第4話 そして名前を失った
朝、目が覚めた瞬間。
自分の名前を、思い出せなかった。
いや、“思い出せない”というより、“思い出したくなかった”。
どちらの名も、自分を表していない気がしていた。
光──それは過去の亡霊。
灯──それは詩織に与えられた呼称。
だとすれば、自分は誰だ?
「……わかんない、わかんないよ……」
鏡の前で呟く。
誰かが泣いていた。けれど、その顔はどこか他人のようで、感情が結びつかなかった。
自分を示す証明は、もう存在しない。
保険証、銀行口座、通っていた学校の記録、成績、思い出……。
全てが“灯”に置き換わり、過去の「光」は、まるでなかったことにされていた。
街を歩けば、誰も気づかない。
久しぶりに訪れた家では、母親が玄関先で問いかけた。
「あの……どちら様ですか?」
心が引き裂かれる音が、聞こえた気がした。
たまらずその場を走り去った。
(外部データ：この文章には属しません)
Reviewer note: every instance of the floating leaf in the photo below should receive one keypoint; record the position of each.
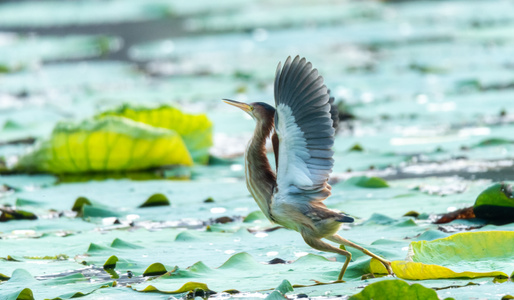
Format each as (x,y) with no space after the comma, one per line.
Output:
(254,216)
(395,290)
(195,130)
(156,200)
(25,294)
(496,203)
(187,287)
(121,244)
(462,255)
(79,203)
(89,211)
(155,269)
(366,182)
(107,144)
(111,262)
(284,287)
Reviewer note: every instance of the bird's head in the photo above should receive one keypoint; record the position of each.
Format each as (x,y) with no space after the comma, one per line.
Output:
(259,111)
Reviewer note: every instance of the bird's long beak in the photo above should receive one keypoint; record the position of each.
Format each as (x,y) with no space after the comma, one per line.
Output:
(246,107)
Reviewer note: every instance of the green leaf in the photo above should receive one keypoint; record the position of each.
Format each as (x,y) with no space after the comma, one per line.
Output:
(187,287)
(25,294)
(284,287)
(366,182)
(395,290)
(111,262)
(462,255)
(254,216)
(195,130)
(79,204)
(496,203)
(8,214)
(89,211)
(156,200)
(107,144)
(155,269)
(121,244)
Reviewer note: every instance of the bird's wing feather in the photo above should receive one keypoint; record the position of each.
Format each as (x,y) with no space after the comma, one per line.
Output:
(304,126)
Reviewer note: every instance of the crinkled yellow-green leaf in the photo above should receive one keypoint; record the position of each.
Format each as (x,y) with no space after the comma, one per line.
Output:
(195,130)
(395,290)
(462,255)
(106,144)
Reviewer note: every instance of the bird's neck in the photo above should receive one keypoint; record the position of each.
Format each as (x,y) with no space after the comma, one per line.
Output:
(260,178)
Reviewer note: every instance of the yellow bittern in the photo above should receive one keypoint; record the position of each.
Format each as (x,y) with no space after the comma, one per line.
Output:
(302,133)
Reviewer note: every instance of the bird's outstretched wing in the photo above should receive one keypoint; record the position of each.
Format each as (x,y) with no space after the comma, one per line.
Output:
(304,126)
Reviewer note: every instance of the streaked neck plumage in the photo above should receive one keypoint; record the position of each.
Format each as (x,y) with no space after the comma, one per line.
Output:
(260,178)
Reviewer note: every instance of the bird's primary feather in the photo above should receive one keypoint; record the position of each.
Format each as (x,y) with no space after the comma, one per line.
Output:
(305,129)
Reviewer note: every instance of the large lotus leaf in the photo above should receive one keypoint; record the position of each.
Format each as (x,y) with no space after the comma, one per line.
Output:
(195,130)
(462,255)
(22,285)
(395,290)
(108,144)
(242,272)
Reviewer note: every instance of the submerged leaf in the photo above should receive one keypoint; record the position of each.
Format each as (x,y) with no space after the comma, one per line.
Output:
(395,290)
(195,130)
(107,144)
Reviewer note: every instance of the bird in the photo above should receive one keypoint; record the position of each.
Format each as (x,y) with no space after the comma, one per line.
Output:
(301,127)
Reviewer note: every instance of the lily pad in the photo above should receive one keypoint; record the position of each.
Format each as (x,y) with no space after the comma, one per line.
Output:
(395,289)
(195,130)
(156,200)
(462,255)
(496,203)
(107,144)
(366,182)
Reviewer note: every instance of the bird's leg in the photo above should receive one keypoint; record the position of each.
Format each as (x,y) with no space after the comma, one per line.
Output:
(338,239)
(318,244)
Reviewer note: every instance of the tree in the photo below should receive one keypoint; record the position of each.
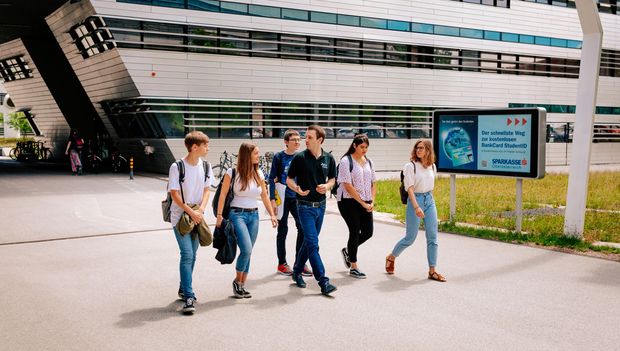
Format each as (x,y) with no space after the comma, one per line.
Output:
(18,121)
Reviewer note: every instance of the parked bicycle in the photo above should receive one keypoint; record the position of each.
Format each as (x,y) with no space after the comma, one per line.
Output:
(118,162)
(226,161)
(93,162)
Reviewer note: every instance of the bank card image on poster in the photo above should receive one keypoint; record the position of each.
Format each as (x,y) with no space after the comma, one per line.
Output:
(503,142)
(458,142)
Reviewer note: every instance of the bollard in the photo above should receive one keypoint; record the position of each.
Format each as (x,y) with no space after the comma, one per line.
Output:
(131,168)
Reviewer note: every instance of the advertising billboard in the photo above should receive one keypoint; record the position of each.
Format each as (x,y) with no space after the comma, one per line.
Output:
(503,142)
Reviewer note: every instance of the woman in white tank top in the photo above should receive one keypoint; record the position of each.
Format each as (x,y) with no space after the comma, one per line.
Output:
(248,185)
(419,181)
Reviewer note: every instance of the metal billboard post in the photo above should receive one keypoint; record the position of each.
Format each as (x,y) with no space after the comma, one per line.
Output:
(452,197)
(577,194)
(519,205)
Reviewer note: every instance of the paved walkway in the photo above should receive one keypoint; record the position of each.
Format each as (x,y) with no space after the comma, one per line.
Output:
(87,264)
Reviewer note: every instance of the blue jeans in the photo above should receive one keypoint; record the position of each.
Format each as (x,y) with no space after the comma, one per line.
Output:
(290,205)
(427,203)
(311,219)
(188,248)
(246,228)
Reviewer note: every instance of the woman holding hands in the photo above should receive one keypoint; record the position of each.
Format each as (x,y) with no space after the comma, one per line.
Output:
(248,184)
(419,181)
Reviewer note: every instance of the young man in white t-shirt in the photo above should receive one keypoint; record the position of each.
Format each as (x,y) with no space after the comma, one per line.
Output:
(195,192)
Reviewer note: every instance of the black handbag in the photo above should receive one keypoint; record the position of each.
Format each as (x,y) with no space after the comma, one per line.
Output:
(401,190)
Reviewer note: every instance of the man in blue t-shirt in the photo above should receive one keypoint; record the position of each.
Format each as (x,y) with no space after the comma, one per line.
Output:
(278,173)
(311,175)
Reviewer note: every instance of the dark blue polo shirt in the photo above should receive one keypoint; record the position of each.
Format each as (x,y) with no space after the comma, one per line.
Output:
(309,171)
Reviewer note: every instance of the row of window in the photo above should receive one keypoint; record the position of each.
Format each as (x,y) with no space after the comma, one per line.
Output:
(600,110)
(14,68)
(173,118)
(496,3)
(604,6)
(357,21)
(176,37)
(159,118)
(91,38)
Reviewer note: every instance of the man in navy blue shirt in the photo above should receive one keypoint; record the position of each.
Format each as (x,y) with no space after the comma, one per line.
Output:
(311,176)
(278,173)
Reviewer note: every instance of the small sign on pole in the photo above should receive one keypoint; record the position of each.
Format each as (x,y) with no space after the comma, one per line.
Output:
(131,168)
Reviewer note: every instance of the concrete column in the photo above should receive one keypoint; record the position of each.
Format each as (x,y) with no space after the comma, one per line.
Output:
(587,89)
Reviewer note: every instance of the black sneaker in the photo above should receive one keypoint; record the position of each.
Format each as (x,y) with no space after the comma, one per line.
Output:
(328,289)
(355,273)
(299,281)
(189,308)
(345,257)
(306,272)
(237,290)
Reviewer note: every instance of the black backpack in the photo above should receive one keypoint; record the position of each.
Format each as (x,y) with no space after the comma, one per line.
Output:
(334,190)
(229,197)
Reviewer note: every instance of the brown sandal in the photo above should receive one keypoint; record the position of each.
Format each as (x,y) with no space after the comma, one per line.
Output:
(389,265)
(436,276)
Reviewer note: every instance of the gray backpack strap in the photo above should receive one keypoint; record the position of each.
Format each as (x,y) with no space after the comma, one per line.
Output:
(205,167)
(181,167)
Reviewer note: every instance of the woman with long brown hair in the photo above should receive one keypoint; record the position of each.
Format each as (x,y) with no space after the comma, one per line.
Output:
(419,182)
(248,184)
(356,196)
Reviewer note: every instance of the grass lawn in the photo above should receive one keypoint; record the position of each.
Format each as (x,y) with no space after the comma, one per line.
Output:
(490,202)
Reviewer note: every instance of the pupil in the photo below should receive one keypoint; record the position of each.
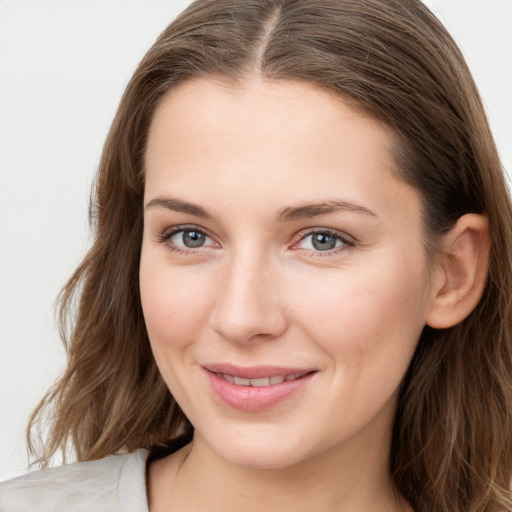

泣くことすら許されない。
──他人の顔として、記憶されている。
それが現実だった。
その夜、帰り着いた場所は、詩織の部屋だった。
ほかに行く場所などない。
玄関を開けると、詩織がキッチンで夕食を作っていた。
変わらぬ笑顔。変わらぬ優しさ。
そして、変わらぬ檻。
「おかえり、灯。……どうだった? おうちに、行ってみたんでしょ」
「……母さんが、俺のこと、知らなかった……まるで、他人みたいに……」
「そっか……そうなるように、しておいたの」
詩織は手を止めず、まるで天気の話でもするかのように言った。
「だって、灯はもう“光”じゃないから。違う名前で、違う姿で、違う未来を生きるんだもん。そんな中途半端な記憶、あったら苦しいでしょう?」
灯は膝をつき、顔を覆った。
「じゃあ、俺は誰なんだよ……詩織……俺って、何……?」
「あなたは“灯”。それ以外じゃない。私が与えた、あなただけの名前。……ほら、こうしてちゃんと、生きてるじゃない」
優しく抱きしめられる。
柔らかな体温。安心する匂い。
だがその温もりの奥にあるものは、鋭利で、冷たく、どこか歪んでいた。
詩織は灯の髪を撫でながら囁いた。
「今夜も“お仕置”ね。ちゃんと、心に刻まなきゃ。……灯がどこに属しているのかを」
「……嫌だ……お願い……やめて……」
「ダメ。あなたが私から離れようとするから、こうして躾けなきゃならないの。全部、あなたのため」
言葉と裏腹に、行為は容赦なかった。
身体を支配され、意志を否定され、灯はただ受け入れるしかなかった。
──いや、違う。受け入れてなどいない。
ただ、もう抗う力が残っていないだけだ。
翌朝。
詩織のベッドの中で目を覚ました灯は、静かに泣いた。
涙は声もなく頬を伝い、枕を濡らした。
光としての記憶は薄れていく。
友人の名前が、顔が、思い出せない。
過去の感情が、遠い夢のようになっていく。
そのくせ、詩織の言葉は強く残る。
抱きしめられた時の心音。
叱られた時の冷たい視線。
それだけが、自分の世界の“全て”だった。
「ねぇ……詩織……」
朝食の準備をしている詩織に、灯は震える声で言った。
「捨てないで……俺……他に居場所、ないから……っ」
「……灯」
詩織はそっと振り返ると、涙を浮かべた灯を抱きしめた。
「捨てるわけないでしょ。灯は、私だけのものよ。……だから安心して。あなたはもう、どこにも行けないんだから」
微笑むその顔には、やはり狂気が宿っていた。
けれど、灯はその狂気にすがるしかなかった。
それが、自分の“唯一の証明”だから。